I agree on this point. If an instance goes down permanently, the data it contained is gone. This can be both a good and bad thing (but mostly bad). For privacy reasons, it is sometimes nice to have the internet forget. For the common case (administrator just takes it down), it is not nice. There are some innovations going on in this area. Chris Webber is examining content-addressable IRIs, for example. The content would then be locatable independently of the instances alive on the network.

However, I think this comparison to E-mail can be made fairer. Much like a user has a local copy of an E-mail sent from their peer (even if that peer is gone), ActivityPub implementations can cache a peer’s message locally for viewing by its user. So the ActivityPub implementation can still show a peer’s message locally even if that peer is down permanently. So I think this could be mitigated by implementations in the short term, and fixed in the long term.

Now, let’s address some weaker points.

ActivityPub And E-mail Are Incompatible

Yep. ActivityPub is incompatible with a lot of things. But bridges exist already between ActivityPub and other protocols that it doesn’t interoperate with, so I suspect an E-mail to ActivityPub bridge could be built to unify concepts. To be fair, bridges do require some work, but that doesn’t diminish the fact it is still possible to build them.

ActivityPub Devs Could Instead Help E-mail Dev

Yes, they could.
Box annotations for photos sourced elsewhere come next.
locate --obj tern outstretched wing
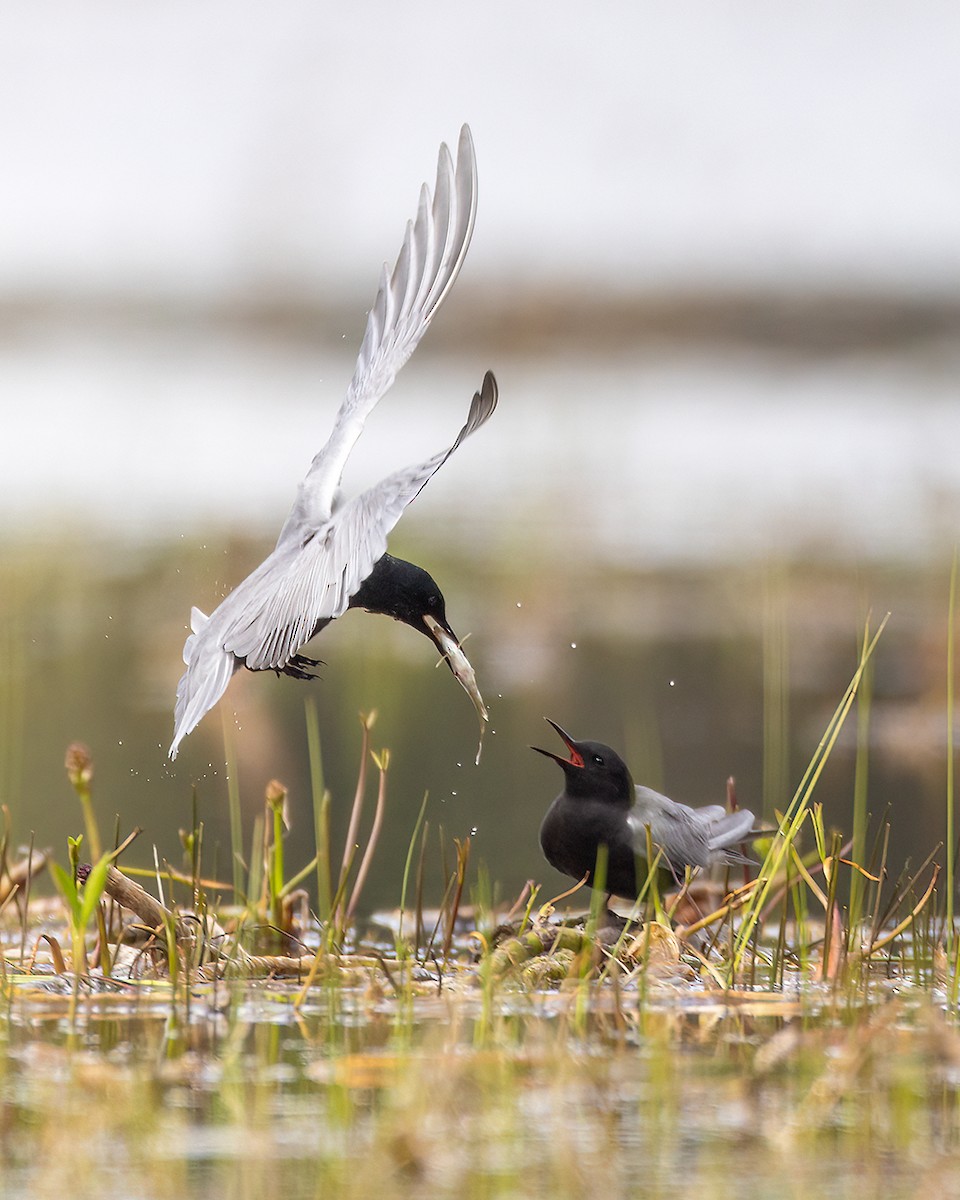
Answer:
[169,125,487,758]
[222,371,498,671]
[277,125,476,546]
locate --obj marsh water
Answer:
[0,312,960,906]
[0,302,960,1198]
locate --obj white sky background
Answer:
[0,0,960,562]
[0,0,960,295]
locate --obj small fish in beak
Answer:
[424,613,490,766]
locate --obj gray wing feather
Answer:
[277,125,476,546]
[629,786,754,866]
[169,125,480,758]
[215,371,498,671]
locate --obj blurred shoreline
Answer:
[0,280,960,358]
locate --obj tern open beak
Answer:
[530,716,583,767]
[424,613,490,763]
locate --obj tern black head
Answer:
[530,716,634,808]
[350,554,457,654]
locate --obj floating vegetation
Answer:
[0,600,960,1200]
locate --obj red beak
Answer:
[530,716,583,767]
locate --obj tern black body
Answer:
[277,554,457,679]
[169,125,497,758]
[532,721,755,900]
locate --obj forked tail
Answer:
[168,608,240,758]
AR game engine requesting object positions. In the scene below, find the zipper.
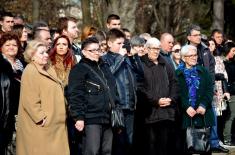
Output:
[97,63,112,109]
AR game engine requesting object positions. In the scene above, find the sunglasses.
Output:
[172,49,180,53]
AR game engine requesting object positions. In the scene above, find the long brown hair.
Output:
[49,35,76,68]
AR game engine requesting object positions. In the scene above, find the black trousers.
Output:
[82,124,113,155]
[144,121,176,155]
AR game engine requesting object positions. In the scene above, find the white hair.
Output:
[145,37,161,47]
[180,45,197,56]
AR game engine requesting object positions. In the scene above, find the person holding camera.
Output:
[103,29,142,155]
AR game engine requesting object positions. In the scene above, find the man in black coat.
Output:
[68,37,119,155]
[142,38,178,155]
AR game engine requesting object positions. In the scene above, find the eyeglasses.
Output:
[148,47,160,51]
[85,48,100,53]
[184,54,198,58]
[100,43,107,46]
[172,49,180,53]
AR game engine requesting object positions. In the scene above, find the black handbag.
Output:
[83,64,125,129]
[186,117,210,154]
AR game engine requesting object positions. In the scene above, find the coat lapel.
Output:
[33,63,62,85]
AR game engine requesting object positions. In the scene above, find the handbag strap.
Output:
[83,63,115,108]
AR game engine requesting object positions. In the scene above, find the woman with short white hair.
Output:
[176,45,214,154]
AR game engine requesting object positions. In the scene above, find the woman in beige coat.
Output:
[16,41,69,155]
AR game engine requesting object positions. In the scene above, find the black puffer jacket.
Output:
[68,58,118,124]
[142,55,179,123]
[224,59,235,95]
[0,54,14,130]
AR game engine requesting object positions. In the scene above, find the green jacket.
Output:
[176,66,215,128]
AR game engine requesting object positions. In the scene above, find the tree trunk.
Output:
[108,0,138,32]
[32,0,40,21]
[212,0,224,31]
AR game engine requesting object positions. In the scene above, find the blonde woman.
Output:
[16,41,69,155]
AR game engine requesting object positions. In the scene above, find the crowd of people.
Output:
[0,12,235,155]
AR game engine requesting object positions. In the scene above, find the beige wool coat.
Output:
[16,63,69,155]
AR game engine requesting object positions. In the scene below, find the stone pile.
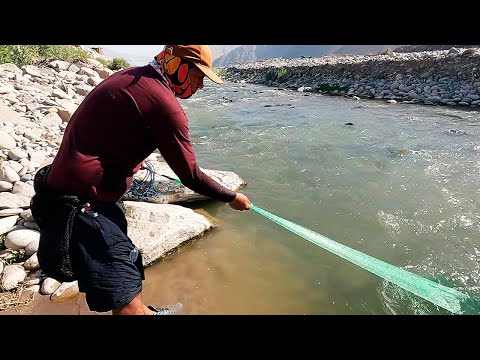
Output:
[0,54,245,308]
[220,47,480,107]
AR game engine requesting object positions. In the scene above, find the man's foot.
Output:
[147,303,183,315]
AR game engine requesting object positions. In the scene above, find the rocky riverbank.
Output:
[0,52,245,313]
[219,47,480,108]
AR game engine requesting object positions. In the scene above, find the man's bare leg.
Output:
[112,294,155,315]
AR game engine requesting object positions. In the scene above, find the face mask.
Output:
[155,51,193,99]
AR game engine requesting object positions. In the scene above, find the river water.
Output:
[140,83,480,315]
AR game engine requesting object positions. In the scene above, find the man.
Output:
[31,45,250,315]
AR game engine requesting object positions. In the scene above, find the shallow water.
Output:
[140,83,480,314]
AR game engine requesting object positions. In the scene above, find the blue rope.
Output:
[125,162,181,201]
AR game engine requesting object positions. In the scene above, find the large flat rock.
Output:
[124,201,212,266]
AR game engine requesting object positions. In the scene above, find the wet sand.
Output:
[0,294,111,315]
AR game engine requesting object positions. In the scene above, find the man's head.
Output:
[155,45,223,99]
[165,45,223,84]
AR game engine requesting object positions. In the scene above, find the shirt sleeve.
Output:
[148,105,236,203]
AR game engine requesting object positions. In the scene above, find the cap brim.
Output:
[194,63,223,84]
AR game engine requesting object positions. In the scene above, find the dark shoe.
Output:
[147,303,183,315]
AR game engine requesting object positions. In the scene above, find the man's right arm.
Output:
[148,105,244,204]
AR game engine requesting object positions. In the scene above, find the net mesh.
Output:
[250,204,480,315]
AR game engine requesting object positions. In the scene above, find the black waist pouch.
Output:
[30,165,84,282]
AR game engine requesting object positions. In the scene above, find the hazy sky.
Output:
[86,45,164,65]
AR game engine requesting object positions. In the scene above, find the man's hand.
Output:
[228,193,251,211]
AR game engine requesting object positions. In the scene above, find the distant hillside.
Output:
[208,45,242,60]
[395,45,479,53]
[213,45,398,67]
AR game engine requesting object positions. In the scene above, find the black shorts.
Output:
[70,203,145,312]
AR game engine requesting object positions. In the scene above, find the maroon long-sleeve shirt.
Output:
[46,65,236,203]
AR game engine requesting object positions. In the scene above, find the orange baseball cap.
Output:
[165,45,223,84]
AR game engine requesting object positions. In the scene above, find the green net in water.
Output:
[250,204,480,314]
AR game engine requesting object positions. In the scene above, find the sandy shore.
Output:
[0,294,111,315]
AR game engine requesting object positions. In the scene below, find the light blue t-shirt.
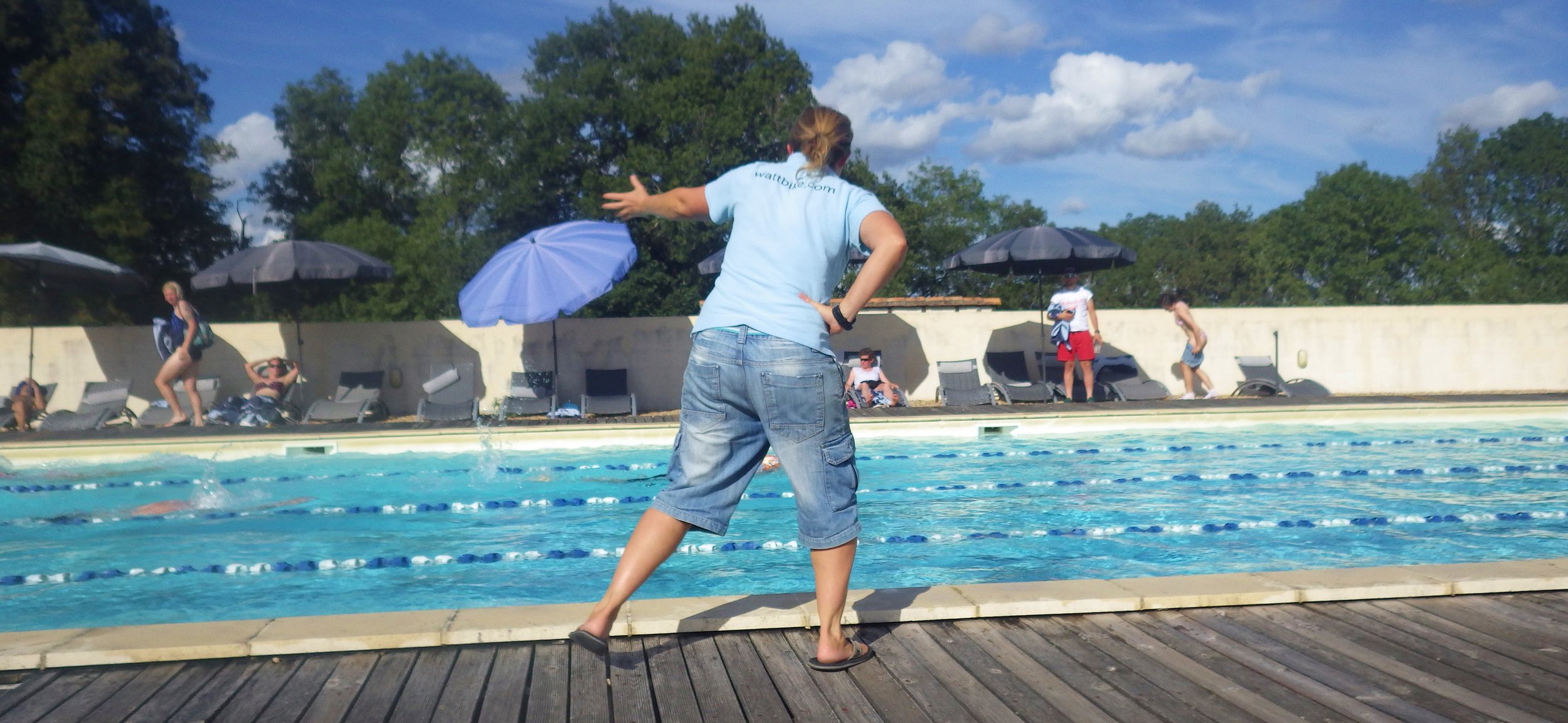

I have no statistics, so I honestly don’t know how strong or weak this “could” is. I know for me, “hacking on E-mail” is down on my list just under “polish my gravestone.”

So I think this a really weak point for an argument. Especially considering it is purely a measure of belief.

Building a Library vs Using a Library

It is easy to get caught up in “E-mail is just a bunch of library calls” versus “ActivityPub is implementing all these things.” This is an inherently unfair comparison, as using a library for a protocol is not the same as building one out. This line of reasoning is found everywhere despite its deliberate unfairness.

Instead, a stronger criticism is that implementing ActivityPub requires tying it too much to an implementation. I would disagree, with the go-fed library as the proof by contradiction.

An even stronger criticism than that one is that an ActivityPub library is way more complex to use than an E-mail library. I’m not sure whether I agree or disagree. Getting E-mail servers configured properly can be non-trivial. ActivityPub has some non-trivial considerations as well. I think considering the large amount of time E-mail has had to be alive, when compared to ActivityPub, makes this hard for me to be conclusive one way or the other.

Boost an Issue?

I omitted a weak line of argument that goes “Could you imagine tooting a patch?” because it comes from a world view that does not share my enthusiasm for or the vision I see in ActivityPub. That’s fine, but it means I view it as a weak and unimaginative line of reasoning. I’ve seen plenty of toots alone on Mastodon where, if some proprietary third party service were using the linked-data graph instead, the content could have been much more readily accessible to the users of the Fediverse.

ForgeFed Isn’t About Git

This whole time, the argument has focused on Git. As I mentioned ages ago, ForgeFed has its sights set on supporting any kind of version control system. This is a huge boon for ForgeFed that the “Git Is Already Federated” argument cannot even begin to address because its premise requires it to be talking about Git. I am not a fortune teller so I don’t know if Git is sticking around as being popular for another month, year, decade, or heck the next century. But ForgeFed would be able to support the next big thing, whereas the Git-over-E-mail would find itself having to work out how to interoperate with the next kind of version control system. It could be zero work, it could be a lot. I don’t know. But this is the second of two crucial differences I see.

Conclusion

I support Git over E-mail efforts. I support ForgeFed efforts. I don’t contribute to either effort. I don’t want to diminish either effort. I have an interest in seeing the ForgeFed stuff succeed, so I’ve put forth how the Fediverse works and how it is fundamentally more than just federation. E-mail and ActivityPub federate, but only ActivityPub has the Fediverse. I don’t view the two efforts as competing, and just want to help get both camps moving forward, side-by-side.


Created: May 19, 2019 17:20:59 EDT
Last Updated: Jun 19, 2019 17:13:28 EDT
By: Cory Slep

Fediverse Comments

@cjslep
« Git-over-E-mail would find itself having to work out how to interoperate with the next kind of version control system. »

Sort of, ForgeFed would have to decide what other features (issues, wiki, etc) it would support over Email (along with version control).

But yes, and thanks for the overview!


Commented on: May 22, 2019 21:41:46 UTC
By: https://social.coop/users/django

@cjslep I think someone should just go forward and implement an AP prototype. This kind of discussion is getting nowhere. If someone considers it federated already, they have nothing to do but make it not painful to use. They had like 20 years to do it but they didn't. If git over email was so wonderful, we wouldn't have forges I guess.


Commented on: May 23, 2019 20:33:04 UTC
By: https://birb.site/users/charlag

@cjslep Imagine posting an issue (and discuss it) directly from Mastodon or Pleroma. We need to get Gitea and GitLab on board.


Commented on: May 27, 2019 15:44:37 UTC
By: https://mastodonsocial.ru/users/drequivalent